Georg Bauhaus <bauhaus@futureapps.de> writes:

| Gabriel Dos Reis wrote:
| > Robert Dewar <dewar@adacore.com> writes:
| > | Gabriel Dos Reis wrote:
| > | | But the whole idea of hardware semantics is bogus, since you are
| > | assuming some connection between C and the hardware which does not
| > | exist. C is not an assembly language.
| > If you live in a different world, you may not see the connection.
| 
| I'm not sure whether this isn't just C's self-fulfilling
| prophecy at work: Many C programmers think that C is a high level

self-fulfilling prophecy or not, would you deny that processor
specific ABIs are published and programmers expect compilers to follow
them?  GCC itself relies on such connection.

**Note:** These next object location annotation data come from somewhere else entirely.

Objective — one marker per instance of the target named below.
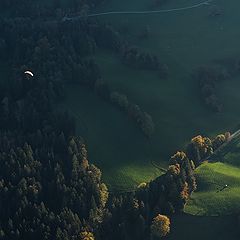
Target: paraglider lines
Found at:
(141, 12)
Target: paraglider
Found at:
(29, 73)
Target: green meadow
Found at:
(211, 198)
(184, 41)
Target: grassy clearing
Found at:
(210, 198)
(183, 41)
(195, 227)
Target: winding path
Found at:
(201, 4)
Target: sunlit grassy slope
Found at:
(211, 198)
(182, 40)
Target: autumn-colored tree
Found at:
(218, 141)
(199, 149)
(160, 226)
(178, 158)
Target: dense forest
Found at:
(48, 187)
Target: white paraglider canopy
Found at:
(29, 73)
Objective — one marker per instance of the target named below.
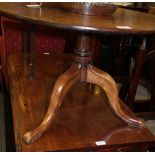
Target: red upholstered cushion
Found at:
(13, 37)
(46, 40)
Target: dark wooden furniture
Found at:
(121, 22)
(81, 122)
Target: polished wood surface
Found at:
(81, 119)
(81, 70)
(128, 20)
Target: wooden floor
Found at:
(2, 125)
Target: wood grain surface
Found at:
(83, 118)
(123, 21)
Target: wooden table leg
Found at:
(81, 70)
(62, 85)
(106, 82)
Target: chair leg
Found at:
(62, 85)
(105, 81)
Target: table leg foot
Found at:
(106, 82)
(62, 85)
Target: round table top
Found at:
(123, 21)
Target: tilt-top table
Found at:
(121, 22)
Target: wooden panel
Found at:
(83, 119)
(123, 21)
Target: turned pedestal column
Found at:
(81, 70)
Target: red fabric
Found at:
(45, 40)
(49, 41)
(13, 37)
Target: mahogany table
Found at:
(84, 121)
(121, 22)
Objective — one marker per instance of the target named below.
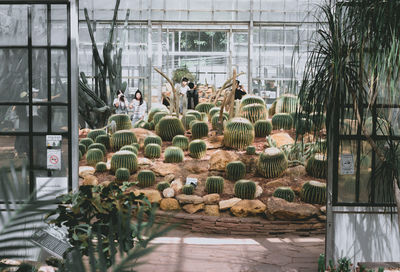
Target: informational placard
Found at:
(50, 187)
(346, 164)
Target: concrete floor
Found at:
(183, 251)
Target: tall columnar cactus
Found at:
(285, 193)
(124, 159)
(254, 112)
(282, 120)
(214, 185)
(245, 189)
(238, 133)
(235, 170)
(317, 166)
(146, 178)
(181, 141)
(197, 149)
(313, 192)
(152, 151)
(272, 163)
(122, 174)
(262, 128)
(122, 121)
(199, 130)
(168, 127)
(93, 156)
(173, 154)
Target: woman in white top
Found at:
(121, 103)
(139, 107)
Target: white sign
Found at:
(54, 159)
(346, 164)
(50, 187)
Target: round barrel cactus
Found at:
(262, 128)
(152, 151)
(235, 170)
(197, 149)
(313, 192)
(238, 133)
(214, 185)
(245, 189)
(272, 163)
(173, 154)
(168, 127)
(181, 141)
(317, 166)
(285, 193)
(124, 159)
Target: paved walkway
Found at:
(183, 251)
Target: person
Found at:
(239, 92)
(121, 103)
(192, 96)
(139, 107)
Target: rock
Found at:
(220, 158)
(192, 208)
(248, 207)
(226, 204)
(169, 204)
(86, 170)
(211, 199)
(169, 192)
(176, 185)
(282, 209)
(152, 195)
(189, 199)
(212, 210)
(282, 139)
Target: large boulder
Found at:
(284, 210)
(220, 158)
(248, 207)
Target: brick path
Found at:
(183, 251)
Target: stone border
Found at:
(247, 226)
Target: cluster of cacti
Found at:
(254, 112)
(181, 141)
(313, 192)
(122, 174)
(286, 103)
(161, 186)
(317, 166)
(199, 129)
(285, 193)
(282, 120)
(101, 167)
(204, 107)
(99, 146)
(173, 154)
(168, 127)
(262, 128)
(245, 189)
(214, 185)
(93, 156)
(235, 170)
(146, 178)
(153, 139)
(272, 163)
(122, 121)
(152, 151)
(187, 189)
(103, 139)
(124, 159)
(197, 149)
(121, 138)
(238, 133)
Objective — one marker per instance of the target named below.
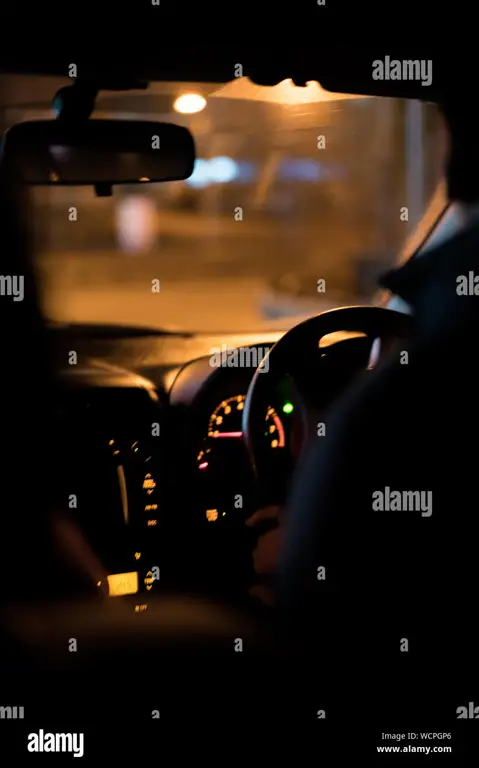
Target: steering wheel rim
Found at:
(301, 340)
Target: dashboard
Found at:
(157, 467)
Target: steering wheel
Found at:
(297, 357)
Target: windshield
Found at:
(298, 200)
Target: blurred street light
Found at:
(189, 103)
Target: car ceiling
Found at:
(340, 69)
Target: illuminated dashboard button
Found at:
(123, 584)
(149, 482)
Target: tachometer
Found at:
(225, 423)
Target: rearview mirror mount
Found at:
(97, 152)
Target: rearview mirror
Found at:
(98, 152)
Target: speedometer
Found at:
(225, 423)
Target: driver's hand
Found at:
(265, 555)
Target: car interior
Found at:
(179, 394)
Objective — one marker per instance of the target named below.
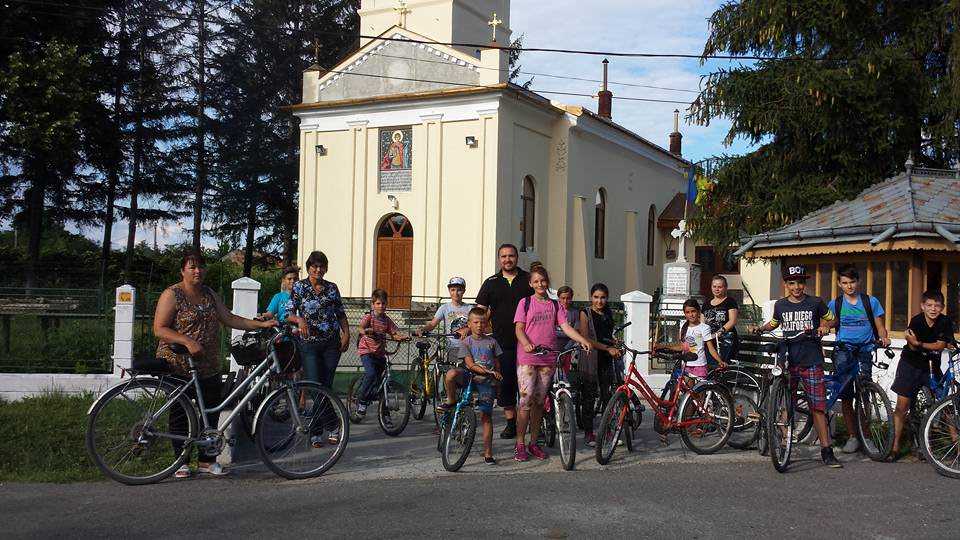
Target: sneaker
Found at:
(182, 472)
(213, 469)
(826, 454)
(520, 453)
(537, 452)
(853, 444)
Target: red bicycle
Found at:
(699, 409)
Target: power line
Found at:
(351, 35)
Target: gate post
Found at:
(124, 312)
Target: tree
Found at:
(851, 90)
(42, 95)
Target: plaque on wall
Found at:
(395, 171)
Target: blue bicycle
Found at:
(873, 409)
(458, 426)
(939, 435)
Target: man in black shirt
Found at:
(929, 333)
(500, 294)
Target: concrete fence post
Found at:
(246, 292)
(124, 312)
(636, 305)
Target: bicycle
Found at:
(427, 373)
(393, 399)
(559, 412)
(939, 434)
(705, 409)
(129, 424)
(458, 426)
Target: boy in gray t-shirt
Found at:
(453, 315)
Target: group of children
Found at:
(708, 335)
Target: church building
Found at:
(418, 158)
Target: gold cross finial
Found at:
(402, 11)
(494, 23)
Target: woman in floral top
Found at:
(317, 309)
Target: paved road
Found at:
(397, 488)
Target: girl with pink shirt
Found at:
(536, 320)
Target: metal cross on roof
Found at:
(402, 11)
(494, 23)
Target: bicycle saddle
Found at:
(149, 364)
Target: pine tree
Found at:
(853, 89)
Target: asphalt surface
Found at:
(396, 487)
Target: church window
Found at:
(600, 223)
(651, 231)
(529, 200)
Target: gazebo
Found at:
(902, 234)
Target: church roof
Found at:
(921, 203)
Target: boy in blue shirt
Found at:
(859, 321)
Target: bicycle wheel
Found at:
(941, 436)
(353, 399)
(780, 424)
(393, 413)
(297, 449)
(745, 423)
(129, 442)
(875, 426)
(611, 426)
(708, 416)
(458, 437)
(566, 429)
(418, 390)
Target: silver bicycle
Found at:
(143, 429)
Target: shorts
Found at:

| assembly language (at least in my real world).
| They start using C as if it were...

Well, I would not say it is something unique to C programmers.
Recently we had a guest working on compiler verification and model
checking, deeply rooted in the ML community explain us the
architecture of their proof checker.  The heart of the proof checker,
the trusted part, is written in C instead of SML.  When the question
was asked as to why -- probably because people were surprised, given their
close tie to SML -- and the answer was simple:  even though it can be
claimed that the C type system is unsound and SML's is sound, C is
trustworthy (and preferred over SML for that curcial part of the proof
checker) because the mapping of the C code to the generated assembly
code is straighforward and amenable to inspection.